Donald Tusk ujawnił, kto pokieruje sztabem wyborczym Koalicji Obywatelskiej

Donald Tusk ogłosił, że to koniec przygotowań do kampanii. – Ruszamy do kampanii z liderami Platformy Obywatelskiej, Nowoczesnej, Zielonych i Inicjatywy Polska. Mogę państwu zaprezentować Wioletta Paprocką–Ślusarską. To szefowa naszego sztabu wyborczego Koalicji Obywatelskiej – powiedział.

– Dla mnie to ogromne wyróżnienie i odpowiedzialność. Wiem, że tylko drużynowo możemy zwyciężyć. Tę kampanię poprowadzimy wspólnie z obecnymi tu posłankami i posłami. Z tymi, którzy są teraz w terenie i odbywają spotkania – powiedziała.

– Z naszymi przyjaciółmi z KO, ale przede wszystkim z każdym z was. Z każdą Polką i każdym Polakiem. Jesteśmy naszym wielkim obywatelskim sztabem, który wygra te wybory. Wszystkie ręce na pokład – dodała.

Tym samym potwierdzają się nieoficjalne ustalenia Anny Dryjańskiej z naTemat, które przedstawiliśmy jeszcze w połowie marca. Paprocka-Ślusarska jest radną Platformy Obywatelskiej w sejmiku województwa mazowieckiego.

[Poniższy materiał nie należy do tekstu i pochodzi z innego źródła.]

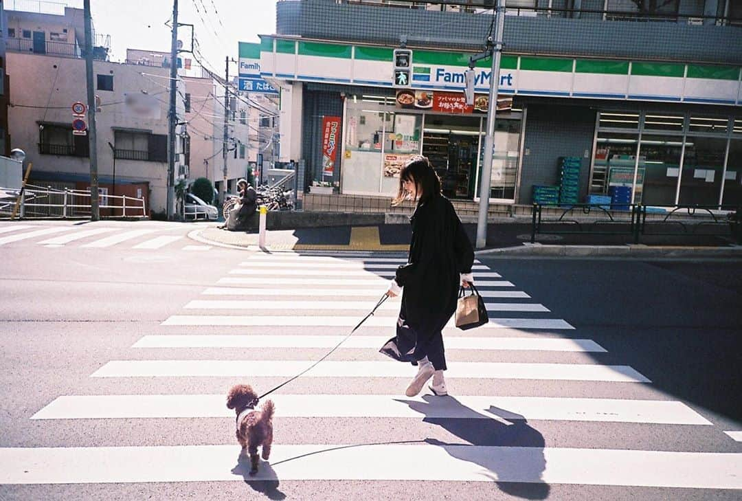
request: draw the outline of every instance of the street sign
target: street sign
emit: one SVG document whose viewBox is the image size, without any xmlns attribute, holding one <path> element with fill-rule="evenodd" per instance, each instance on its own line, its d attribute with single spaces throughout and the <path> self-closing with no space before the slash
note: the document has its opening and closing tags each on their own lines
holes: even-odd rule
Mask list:
<svg viewBox="0 0 742 501">
<path fill-rule="evenodd" d="M 240 77 L 240 90 L 246 92 L 260 92 L 263 94 L 278 95 L 278 91 L 261 78 Z"/>
<path fill-rule="evenodd" d="M 410 49 L 394 50 L 394 79 L 395 87 L 410 87 L 410 72 L 413 63 L 413 51 Z"/>
<path fill-rule="evenodd" d="M 88 124 L 82 118 L 76 118 L 72 121 L 72 134 L 76 136 L 85 136 L 88 134 Z"/>
</svg>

– Jest szalenie profesjonalna, opanowana, nigdy nie mówi "nie" w ważnych sprawach. I przede wszystkim: słucha osoby, z którą rozmawia – oceniła Paprocką radna Warszawy Aleksandra Śniegocka-Goździk. – To osoba bardzo energiczna, sprawna, konkretna, dobrze zorganizowana, spokojna, życzliwa – powiedział wiceprezydent Warszawy Paweł Rabiej.

– Paprocka jest "własnym" człowiekiem. Jej zaletą jest neutralność.  Nie jest powiązana z żadną grupą towarzyską w Platformie, godzi interesy wielu stron. Potrafi w sport zespołowy – zreferował informator naTemat.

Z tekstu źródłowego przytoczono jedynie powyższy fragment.